In the 1970s, the great management theorist Peter Drucker famously said the gap between CEO pay and the rest of a company’s workers should be no more than 20-to-1. Any greater ratio, he argued, would inevitably lead to resentment and loss of morale among the rank-and-file. Today, those sort of expectations look quaint. Driven by Wall Street, CEO pay has been rising ever higher, even as incomes among the bottom half of earners have been stagnating. The latest figures, from leadership data firm Equilar, show typical CEOs at large public companies earned $11.5 million last year, an increase of 8.5% from the year before. Across the S&P 500, CEOs made 347 times more than average employees in 2016, according to separate numbers kept by the AFL-CIO. The ratio was just 46-to-1 in 1983, the union says.
The best-paid executives were in industrial goods (companies like 3M, Caterpillar, and GE) who had average pay of $13.2 million. The best-paid single executives tended to be in communications. Thomas Rutledge, CEO of Charter Communications, received $98 million, including stock options, Equilar says. Leslie Moonves, at the helm at CBS, made $68.6 million, while Robert Iger, at Walt Disney, made $41 million. All the numbers are estimates, because of the difficulty of estimating stock options. Ginni Rometty, at IBM, has been heavily criticized for her reported $33 million pay package, but some analysts reckon that her total remuneration could be worth as much as $50 million, depending on assumptions you make about future share performance.

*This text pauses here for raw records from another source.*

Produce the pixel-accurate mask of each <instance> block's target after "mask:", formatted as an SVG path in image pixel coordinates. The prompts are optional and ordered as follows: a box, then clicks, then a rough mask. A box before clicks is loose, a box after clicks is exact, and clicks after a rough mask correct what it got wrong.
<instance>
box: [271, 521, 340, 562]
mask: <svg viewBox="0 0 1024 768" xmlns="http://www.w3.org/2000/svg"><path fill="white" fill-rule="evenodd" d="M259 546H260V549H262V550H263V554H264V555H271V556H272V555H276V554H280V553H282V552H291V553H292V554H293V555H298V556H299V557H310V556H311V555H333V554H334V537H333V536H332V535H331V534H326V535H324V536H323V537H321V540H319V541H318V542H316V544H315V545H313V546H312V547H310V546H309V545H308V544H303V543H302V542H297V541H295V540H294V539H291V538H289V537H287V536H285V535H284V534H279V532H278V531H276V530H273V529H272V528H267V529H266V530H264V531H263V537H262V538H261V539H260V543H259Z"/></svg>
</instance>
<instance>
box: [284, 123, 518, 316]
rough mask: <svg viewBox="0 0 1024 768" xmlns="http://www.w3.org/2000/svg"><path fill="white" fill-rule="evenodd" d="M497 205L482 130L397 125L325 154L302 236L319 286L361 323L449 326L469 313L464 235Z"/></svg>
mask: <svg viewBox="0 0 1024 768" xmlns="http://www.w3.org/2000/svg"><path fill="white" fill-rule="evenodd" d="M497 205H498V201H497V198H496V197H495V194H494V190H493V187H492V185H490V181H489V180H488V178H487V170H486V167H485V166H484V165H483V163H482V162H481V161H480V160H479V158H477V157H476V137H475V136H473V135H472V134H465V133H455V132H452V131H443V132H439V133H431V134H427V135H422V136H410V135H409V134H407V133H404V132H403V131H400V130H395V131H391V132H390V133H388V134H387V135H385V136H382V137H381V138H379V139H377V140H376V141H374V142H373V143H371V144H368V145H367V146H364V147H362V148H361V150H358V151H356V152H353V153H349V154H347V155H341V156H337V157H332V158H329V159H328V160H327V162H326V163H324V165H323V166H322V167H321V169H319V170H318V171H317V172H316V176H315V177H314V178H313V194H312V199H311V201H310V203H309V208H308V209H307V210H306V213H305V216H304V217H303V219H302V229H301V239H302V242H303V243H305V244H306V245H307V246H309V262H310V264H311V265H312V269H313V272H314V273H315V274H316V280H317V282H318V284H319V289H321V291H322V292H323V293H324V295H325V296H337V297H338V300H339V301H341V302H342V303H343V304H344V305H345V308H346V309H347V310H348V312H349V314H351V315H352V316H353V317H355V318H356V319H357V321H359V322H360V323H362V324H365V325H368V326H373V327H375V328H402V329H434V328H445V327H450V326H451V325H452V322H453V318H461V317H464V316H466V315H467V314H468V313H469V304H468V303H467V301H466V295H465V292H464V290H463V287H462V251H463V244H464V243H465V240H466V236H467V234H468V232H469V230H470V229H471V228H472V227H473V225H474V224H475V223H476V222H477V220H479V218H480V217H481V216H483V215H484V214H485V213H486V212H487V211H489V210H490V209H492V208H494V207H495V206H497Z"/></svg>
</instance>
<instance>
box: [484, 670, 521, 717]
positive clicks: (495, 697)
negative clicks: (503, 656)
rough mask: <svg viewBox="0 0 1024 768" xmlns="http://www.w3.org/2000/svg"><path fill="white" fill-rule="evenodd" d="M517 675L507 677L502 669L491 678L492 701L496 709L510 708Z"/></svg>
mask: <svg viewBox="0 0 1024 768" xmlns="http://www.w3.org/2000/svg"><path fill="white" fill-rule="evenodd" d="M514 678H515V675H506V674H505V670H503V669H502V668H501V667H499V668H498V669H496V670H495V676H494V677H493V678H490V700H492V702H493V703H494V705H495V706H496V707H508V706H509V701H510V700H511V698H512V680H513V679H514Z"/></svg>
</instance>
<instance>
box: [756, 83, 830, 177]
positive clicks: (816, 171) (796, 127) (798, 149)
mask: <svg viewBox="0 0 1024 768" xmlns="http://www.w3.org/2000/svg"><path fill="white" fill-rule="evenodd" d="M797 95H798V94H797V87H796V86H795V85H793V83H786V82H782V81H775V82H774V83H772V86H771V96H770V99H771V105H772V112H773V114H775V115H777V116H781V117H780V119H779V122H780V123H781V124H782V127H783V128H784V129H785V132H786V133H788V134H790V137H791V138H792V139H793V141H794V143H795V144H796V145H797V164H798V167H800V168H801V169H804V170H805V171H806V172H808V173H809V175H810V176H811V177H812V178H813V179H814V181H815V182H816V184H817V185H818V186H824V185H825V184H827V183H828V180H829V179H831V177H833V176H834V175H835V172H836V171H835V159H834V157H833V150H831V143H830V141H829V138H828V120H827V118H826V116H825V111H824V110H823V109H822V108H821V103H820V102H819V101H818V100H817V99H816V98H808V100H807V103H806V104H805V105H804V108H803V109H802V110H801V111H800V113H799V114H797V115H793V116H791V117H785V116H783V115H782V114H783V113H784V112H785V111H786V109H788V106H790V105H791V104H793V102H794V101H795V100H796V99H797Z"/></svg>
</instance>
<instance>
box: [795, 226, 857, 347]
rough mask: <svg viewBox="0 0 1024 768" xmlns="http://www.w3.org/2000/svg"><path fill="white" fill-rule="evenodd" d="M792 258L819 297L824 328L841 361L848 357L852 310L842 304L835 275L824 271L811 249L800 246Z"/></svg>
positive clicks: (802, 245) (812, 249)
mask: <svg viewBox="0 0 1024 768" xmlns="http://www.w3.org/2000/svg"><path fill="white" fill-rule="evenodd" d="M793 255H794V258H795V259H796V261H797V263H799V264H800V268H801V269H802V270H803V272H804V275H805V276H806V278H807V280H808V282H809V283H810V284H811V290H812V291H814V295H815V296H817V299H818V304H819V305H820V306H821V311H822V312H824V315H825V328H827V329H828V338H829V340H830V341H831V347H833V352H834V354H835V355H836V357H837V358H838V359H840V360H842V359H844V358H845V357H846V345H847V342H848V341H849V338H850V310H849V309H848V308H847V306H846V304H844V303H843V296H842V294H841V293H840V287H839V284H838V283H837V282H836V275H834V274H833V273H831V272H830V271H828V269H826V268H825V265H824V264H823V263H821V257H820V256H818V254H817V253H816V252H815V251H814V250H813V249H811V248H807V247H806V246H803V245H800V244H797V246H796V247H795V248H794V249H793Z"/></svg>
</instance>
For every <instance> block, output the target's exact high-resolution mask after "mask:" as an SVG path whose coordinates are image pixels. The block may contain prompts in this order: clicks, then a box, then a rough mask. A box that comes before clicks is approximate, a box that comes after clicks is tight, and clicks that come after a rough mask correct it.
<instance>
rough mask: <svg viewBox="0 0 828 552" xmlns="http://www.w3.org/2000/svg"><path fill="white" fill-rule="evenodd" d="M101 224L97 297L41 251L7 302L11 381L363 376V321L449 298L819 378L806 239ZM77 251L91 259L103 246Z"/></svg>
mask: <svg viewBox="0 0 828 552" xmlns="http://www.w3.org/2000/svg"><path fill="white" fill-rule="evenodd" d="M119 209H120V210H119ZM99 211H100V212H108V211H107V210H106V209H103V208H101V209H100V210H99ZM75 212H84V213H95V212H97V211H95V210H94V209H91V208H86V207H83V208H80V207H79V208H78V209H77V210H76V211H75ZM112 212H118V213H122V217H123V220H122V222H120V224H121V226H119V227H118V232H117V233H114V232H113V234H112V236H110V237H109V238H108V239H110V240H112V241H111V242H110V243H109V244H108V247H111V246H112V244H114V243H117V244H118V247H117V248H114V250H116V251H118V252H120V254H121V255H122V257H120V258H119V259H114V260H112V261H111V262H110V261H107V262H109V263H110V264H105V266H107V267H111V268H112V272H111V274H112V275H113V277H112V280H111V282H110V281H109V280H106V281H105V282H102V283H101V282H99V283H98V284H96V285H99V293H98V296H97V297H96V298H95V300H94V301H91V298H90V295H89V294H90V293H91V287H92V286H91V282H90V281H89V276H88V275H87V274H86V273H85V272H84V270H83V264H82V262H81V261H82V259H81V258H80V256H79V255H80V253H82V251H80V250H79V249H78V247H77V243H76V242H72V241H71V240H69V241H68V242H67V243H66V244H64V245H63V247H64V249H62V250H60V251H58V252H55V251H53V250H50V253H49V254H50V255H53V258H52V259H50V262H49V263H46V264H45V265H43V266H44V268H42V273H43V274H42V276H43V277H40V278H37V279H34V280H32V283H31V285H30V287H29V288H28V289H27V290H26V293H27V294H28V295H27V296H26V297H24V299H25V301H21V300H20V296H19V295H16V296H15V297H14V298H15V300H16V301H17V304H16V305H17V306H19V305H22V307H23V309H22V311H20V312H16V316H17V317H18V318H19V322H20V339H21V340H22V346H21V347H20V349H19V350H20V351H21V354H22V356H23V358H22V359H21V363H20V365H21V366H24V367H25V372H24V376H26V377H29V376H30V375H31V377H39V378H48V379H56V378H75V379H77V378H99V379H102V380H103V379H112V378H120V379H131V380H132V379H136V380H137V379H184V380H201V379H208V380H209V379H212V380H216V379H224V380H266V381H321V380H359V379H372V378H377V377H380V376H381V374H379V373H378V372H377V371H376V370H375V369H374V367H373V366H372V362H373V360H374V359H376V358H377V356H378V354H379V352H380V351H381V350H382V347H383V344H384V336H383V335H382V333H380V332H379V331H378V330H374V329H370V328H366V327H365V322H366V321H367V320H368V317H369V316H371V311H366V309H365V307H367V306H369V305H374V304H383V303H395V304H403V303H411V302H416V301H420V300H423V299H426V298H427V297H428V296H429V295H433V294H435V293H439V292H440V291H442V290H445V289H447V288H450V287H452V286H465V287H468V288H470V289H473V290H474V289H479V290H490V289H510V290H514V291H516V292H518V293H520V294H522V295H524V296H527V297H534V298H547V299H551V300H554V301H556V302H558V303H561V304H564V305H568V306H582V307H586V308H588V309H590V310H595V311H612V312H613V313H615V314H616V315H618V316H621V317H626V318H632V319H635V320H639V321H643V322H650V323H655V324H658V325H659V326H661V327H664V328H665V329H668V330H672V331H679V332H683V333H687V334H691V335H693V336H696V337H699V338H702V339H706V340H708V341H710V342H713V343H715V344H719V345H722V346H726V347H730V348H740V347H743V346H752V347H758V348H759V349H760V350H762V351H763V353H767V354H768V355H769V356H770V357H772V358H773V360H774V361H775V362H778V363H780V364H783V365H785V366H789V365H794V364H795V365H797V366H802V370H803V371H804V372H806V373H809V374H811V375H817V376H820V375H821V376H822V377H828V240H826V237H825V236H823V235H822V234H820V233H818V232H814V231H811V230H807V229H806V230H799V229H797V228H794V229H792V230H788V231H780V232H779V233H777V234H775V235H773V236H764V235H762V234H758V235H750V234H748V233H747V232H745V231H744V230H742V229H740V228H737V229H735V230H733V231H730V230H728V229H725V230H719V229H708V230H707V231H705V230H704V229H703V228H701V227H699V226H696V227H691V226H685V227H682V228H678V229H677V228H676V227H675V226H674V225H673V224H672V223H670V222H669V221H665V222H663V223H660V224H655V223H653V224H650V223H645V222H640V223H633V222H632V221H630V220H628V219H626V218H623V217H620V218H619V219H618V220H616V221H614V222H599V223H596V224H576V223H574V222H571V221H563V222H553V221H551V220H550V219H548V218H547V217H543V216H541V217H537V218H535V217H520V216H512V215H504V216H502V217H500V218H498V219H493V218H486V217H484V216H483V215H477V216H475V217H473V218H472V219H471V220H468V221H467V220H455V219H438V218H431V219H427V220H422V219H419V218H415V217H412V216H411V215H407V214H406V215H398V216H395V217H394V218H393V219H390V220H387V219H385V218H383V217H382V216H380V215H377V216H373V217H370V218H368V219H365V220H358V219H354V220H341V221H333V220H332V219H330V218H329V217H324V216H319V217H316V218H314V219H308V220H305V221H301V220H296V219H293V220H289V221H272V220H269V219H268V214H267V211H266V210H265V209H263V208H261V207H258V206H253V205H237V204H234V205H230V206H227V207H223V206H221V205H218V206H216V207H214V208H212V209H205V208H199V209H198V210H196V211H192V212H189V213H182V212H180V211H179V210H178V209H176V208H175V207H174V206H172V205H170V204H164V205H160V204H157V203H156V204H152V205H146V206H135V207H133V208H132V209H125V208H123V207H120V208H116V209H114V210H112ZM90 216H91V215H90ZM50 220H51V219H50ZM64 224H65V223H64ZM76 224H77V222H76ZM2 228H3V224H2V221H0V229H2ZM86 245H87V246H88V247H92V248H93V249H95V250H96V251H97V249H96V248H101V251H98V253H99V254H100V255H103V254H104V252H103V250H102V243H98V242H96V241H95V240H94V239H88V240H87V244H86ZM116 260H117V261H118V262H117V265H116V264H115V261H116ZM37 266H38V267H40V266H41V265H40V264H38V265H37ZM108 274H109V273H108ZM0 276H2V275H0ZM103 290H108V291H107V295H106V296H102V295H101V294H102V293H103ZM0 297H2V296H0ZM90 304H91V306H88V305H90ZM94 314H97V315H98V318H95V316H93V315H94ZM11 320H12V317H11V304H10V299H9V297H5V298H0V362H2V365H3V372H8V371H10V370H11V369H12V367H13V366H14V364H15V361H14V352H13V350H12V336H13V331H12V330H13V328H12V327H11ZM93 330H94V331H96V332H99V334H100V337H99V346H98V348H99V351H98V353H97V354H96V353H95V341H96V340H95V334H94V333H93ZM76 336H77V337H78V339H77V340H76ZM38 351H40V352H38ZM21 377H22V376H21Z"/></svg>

Defenders of CEO pay argue that top executives–like top NBA or baseball players–operate in a separate market from everyone else. There are only so many managers capable of running large companies, just like there are only so many outfielders who can hit .300-plus consistently. Moreover, they say, CEOs earn their money by delivering returns to shareholders. Charter’s share price has risen more than 100 points in the last year, on the back of acquisitions of Time Warner Cable and Bright House Networks, for instance. But then CEO pay increases often don’t correlate with investor returns. Rometty has delivered five years of falling revenues and as little as 0.1% for investors over that time.
In 2013, the Securities and Exchange Commission started requiring companies to offer shareholders the right to protest executive pay awards. These “say-on-pay” votes, while only advisory, have led boards to reconsider whether CEOs are really worth what they claim. The AP notes that when higher numbers of shareholders express displeasure, it often results in a rethink. For example, automotive supplier BorgWarner last year saw 60% of share-votes either resisting or abstaining on its CEO pay package. It subsequently cut CEO James Verrier’s compensation from $2.4 million to just $950,000.
But the say-on-pay rules might not be around for long. Working with allies in Congress, the Trump Administration is trying to scale back the Dodd-Frank legislation that made such votes mandatory. It could also end a requirement for companies, starting this year, to report their CEO-to-median worker pay ratios, which also offer some leverage for shareholders (and outsiders) over the issue. For the moment, the long-running increases in CEO pay–and in CEO-to-worker ratios–look set to continue unabated.